The person who is credited with the promotion of this idea of one-sided semiskepticism is Sir Doktor Professor Karl Raimund Popper, who may be the only philosopher of science who is actually read and discussed by actors in the real world (though not as enthusiastically by professional philosophers)… He writes to us, not to other philosophers. “We” are the empirical decision makers who hold that uncertainty is our discipline, and that understanding how to act under conditions of incomplete information is the highest and most urgent human pursuit. [emphasis original]

It always rankles when I hear someone (who is – usually – not a tester) declare something like “We need to prove the program works.” Obviously anyone who says this has a fundamental misconception of what is actually possible.

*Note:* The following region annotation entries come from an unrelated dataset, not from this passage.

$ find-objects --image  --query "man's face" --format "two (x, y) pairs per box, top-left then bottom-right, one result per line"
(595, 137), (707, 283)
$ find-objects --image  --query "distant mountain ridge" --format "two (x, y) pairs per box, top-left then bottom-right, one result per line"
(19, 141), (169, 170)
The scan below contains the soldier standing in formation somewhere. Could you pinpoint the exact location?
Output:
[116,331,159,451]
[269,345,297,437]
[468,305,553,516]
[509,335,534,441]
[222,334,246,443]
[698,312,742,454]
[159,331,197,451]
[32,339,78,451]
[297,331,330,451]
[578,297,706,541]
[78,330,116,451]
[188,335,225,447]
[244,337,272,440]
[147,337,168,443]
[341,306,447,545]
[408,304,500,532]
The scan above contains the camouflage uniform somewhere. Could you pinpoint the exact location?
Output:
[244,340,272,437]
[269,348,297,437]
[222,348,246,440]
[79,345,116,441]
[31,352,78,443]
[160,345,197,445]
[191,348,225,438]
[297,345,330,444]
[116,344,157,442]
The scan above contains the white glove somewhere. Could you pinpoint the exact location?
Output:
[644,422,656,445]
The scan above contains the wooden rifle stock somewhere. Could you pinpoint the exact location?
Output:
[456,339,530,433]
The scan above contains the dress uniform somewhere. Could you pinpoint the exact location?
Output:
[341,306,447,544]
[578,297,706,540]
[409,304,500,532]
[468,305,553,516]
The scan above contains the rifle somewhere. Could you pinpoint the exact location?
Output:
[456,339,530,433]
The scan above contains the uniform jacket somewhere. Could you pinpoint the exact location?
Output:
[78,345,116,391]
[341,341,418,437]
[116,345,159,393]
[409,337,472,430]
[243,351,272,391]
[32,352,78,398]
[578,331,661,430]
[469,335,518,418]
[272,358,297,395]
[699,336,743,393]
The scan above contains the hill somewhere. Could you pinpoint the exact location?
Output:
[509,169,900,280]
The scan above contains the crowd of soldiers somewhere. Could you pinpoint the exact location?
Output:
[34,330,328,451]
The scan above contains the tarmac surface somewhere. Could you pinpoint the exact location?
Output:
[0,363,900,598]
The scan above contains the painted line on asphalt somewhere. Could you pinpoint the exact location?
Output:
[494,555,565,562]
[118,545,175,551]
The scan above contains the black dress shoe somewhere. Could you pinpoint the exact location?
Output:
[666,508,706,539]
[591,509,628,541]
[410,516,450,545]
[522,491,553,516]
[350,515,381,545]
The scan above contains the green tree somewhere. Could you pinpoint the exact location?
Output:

And how many times has a programmer come to you claiming that he tested his code and “the feature works” – but you discover after only a couple tests that his “tests” were within only a narrow range, outside of which the feature breaks immediately?

All The Rest

I’ve only touched on a very small part of the contents of The Black Swan, but hopefully enough to convince you that it’s required reading for software testers. I’ll close the post with short descriptions of a few of the bigger ideas in the book that I skipped:

  • Mediocristan – A metaphorical country where deviations from the median are small and relatively rare, and those deviations can’t meaningfully affect the total. Think heights and weights of people. Black Swans aren’t possible here.
  • Extremistan – A metaphorical country where Black Swans are possible, because single members of a population can affect the aggregate. Think income or book sales.
  • Ludic Fallacy – Roughly speaking, the belief that you’re dealing with a phenomenon from Mediocristan when it’s actually from Extremistan. The Ludic Fallacy is a special case of the Platonic Fallacy.
  • Narrative Fallacy – The tendency to believe or concoct explanations that fit a complicated set of historical facts because they sound plausible. Conspiracy theories are only a small facet of this. These narratives cause us to think that past events were more predictable than they actually were. We become, as Taleb puts it, “Fooled by Randomness.”
  • Silent Evidence – That part of a population that is ignored because it is “silent,” meaning either difficult or impossible to see. We see all the risk-takers who succeeded in business, but not all risk-takers who failed. The result is the logical error called survivorship bias.

*An example of this is found in the quote from GQ magazine that appears, ironically, on the front cover of the book itself: “The most prophetic voice of all.” Taleb’s point is to be wary of anyone who claims he can predict the future. He says of himself, “I know I cannot forecast.”